The outcome, still to an extent emerging, is a dualism between a global North comprising the previous West, plus industrialized countries in, for instance, Eastern Europe, and, as a foil to the North, a global South, in effect the Third world re-named. None of these terms is quite accurate: the West was essentially the industrialized world and, hence, included Japan in the geographical East, and Australia in the geographical North. Today it would include China. I use the terms only for convenience, but prefer the term majority world for the global South simply because it is not pejorative, and reflects that a majority of the world’s human inhabitants live there in as much as emerging economies such as India and Brazil might be included in it. Of course, they might not, or might not be soon.

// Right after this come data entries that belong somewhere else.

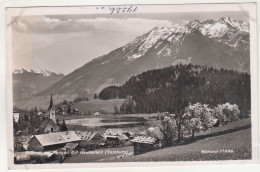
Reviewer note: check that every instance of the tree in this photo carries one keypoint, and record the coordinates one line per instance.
(116, 109)
(178, 111)
(168, 129)
(69, 109)
(226, 113)
(198, 118)
(63, 126)
(57, 121)
(129, 105)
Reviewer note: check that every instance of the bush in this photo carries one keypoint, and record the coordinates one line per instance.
(226, 113)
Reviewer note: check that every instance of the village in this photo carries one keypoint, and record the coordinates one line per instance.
(43, 138)
(51, 141)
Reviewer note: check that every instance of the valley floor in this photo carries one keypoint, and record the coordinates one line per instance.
(228, 142)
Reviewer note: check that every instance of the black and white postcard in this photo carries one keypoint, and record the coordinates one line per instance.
(132, 84)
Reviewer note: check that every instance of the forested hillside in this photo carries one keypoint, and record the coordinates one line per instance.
(160, 90)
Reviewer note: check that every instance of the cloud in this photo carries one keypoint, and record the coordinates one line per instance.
(45, 24)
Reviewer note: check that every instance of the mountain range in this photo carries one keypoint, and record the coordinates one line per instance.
(222, 44)
(28, 82)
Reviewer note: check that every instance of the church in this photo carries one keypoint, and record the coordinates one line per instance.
(49, 124)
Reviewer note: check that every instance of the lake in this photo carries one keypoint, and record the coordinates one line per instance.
(108, 122)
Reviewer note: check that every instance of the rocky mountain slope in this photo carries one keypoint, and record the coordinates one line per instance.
(222, 44)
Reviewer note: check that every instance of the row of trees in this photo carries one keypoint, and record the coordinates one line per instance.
(195, 118)
(159, 90)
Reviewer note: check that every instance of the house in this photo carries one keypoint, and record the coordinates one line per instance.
(91, 140)
(144, 144)
(52, 141)
(48, 126)
(96, 114)
(16, 116)
(72, 147)
(115, 137)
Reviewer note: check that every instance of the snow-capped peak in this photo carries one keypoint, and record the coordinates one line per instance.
(142, 44)
(38, 71)
(43, 72)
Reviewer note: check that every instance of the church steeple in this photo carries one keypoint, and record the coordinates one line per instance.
(52, 110)
(51, 103)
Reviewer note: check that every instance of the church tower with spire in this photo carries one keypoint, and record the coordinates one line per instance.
(51, 110)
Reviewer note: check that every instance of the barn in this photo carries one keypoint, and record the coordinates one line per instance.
(48, 126)
(144, 144)
(52, 141)
(91, 140)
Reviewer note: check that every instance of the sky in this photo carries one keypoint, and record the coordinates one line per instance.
(63, 43)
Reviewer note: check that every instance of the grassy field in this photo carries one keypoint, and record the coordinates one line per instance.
(97, 105)
(238, 142)
(234, 137)
(104, 154)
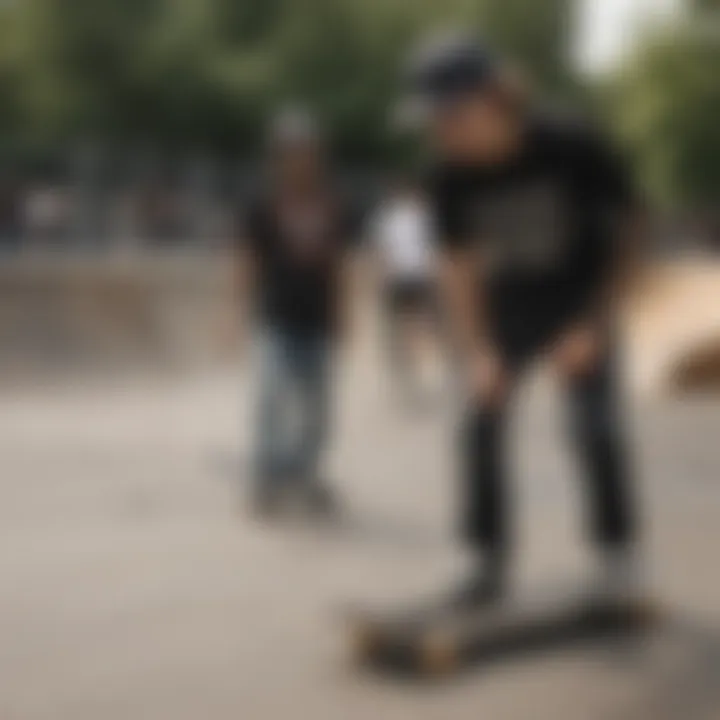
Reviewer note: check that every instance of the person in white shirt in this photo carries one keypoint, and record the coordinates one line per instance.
(402, 233)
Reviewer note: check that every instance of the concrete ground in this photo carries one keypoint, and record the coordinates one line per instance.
(132, 585)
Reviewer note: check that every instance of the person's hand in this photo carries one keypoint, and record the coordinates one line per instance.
(488, 379)
(578, 350)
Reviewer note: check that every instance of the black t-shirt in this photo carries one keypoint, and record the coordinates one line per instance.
(298, 252)
(544, 224)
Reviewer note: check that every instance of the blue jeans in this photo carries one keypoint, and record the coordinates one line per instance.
(292, 412)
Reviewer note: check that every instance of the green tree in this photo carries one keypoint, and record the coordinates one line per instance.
(667, 105)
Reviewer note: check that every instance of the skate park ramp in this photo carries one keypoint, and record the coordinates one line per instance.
(673, 329)
(66, 315)
(84, 316)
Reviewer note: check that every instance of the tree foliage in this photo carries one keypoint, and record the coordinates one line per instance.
(667, 106)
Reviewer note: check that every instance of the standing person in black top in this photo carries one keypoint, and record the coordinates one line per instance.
(531, 213)
(293, 257)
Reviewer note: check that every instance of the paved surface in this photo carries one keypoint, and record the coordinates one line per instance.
(133, 586)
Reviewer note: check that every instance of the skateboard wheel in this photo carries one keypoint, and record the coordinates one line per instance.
(438, 654)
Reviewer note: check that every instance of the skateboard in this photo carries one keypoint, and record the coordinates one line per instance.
(437, 641)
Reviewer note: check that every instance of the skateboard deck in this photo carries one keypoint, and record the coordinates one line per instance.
(436, 641)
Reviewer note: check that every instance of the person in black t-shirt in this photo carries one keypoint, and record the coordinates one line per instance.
(530, 211)
(293, 255)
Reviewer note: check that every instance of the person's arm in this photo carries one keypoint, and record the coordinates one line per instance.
(462, 292)
(607, 180)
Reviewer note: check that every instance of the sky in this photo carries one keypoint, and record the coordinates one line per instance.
(609, 28)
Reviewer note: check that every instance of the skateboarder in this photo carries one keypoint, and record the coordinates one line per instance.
(533, 214)
(294, 257)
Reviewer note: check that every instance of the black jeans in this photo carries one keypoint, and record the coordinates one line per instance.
(597, 432)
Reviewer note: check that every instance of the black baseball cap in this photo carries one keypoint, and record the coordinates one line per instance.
(446, 68)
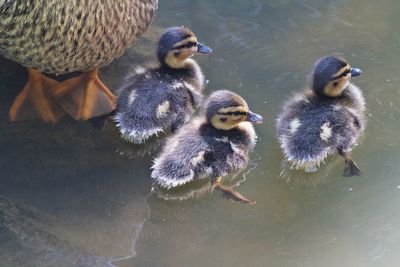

Those most likely to be taken by surprise by the changing Sydney Map tides are visiting motorists, many of whom have innocently left their cars on Shore Road and returned Sydney Map to find them almost completely submerged. Bosham is one of the prettiest villages in Sussex and indeed Southern England, and the church of the Holy Trinity is one of the most important and oldest sites of Christian worship in the county. The earliest part of the present structure dates back to before the Norman Conquest with a significant amount of early-eleventh-century work. It boasts a Saxon tower and chancel arch, and there is a superb Early English east window of 1120 and crypt that was built around the same time. King Harold took communion at the church shortly before the Battle of Hastings. According to legend, Canute, who became king of England in 1016, lived for a time in Bosham and had a daughter who was buried in the church.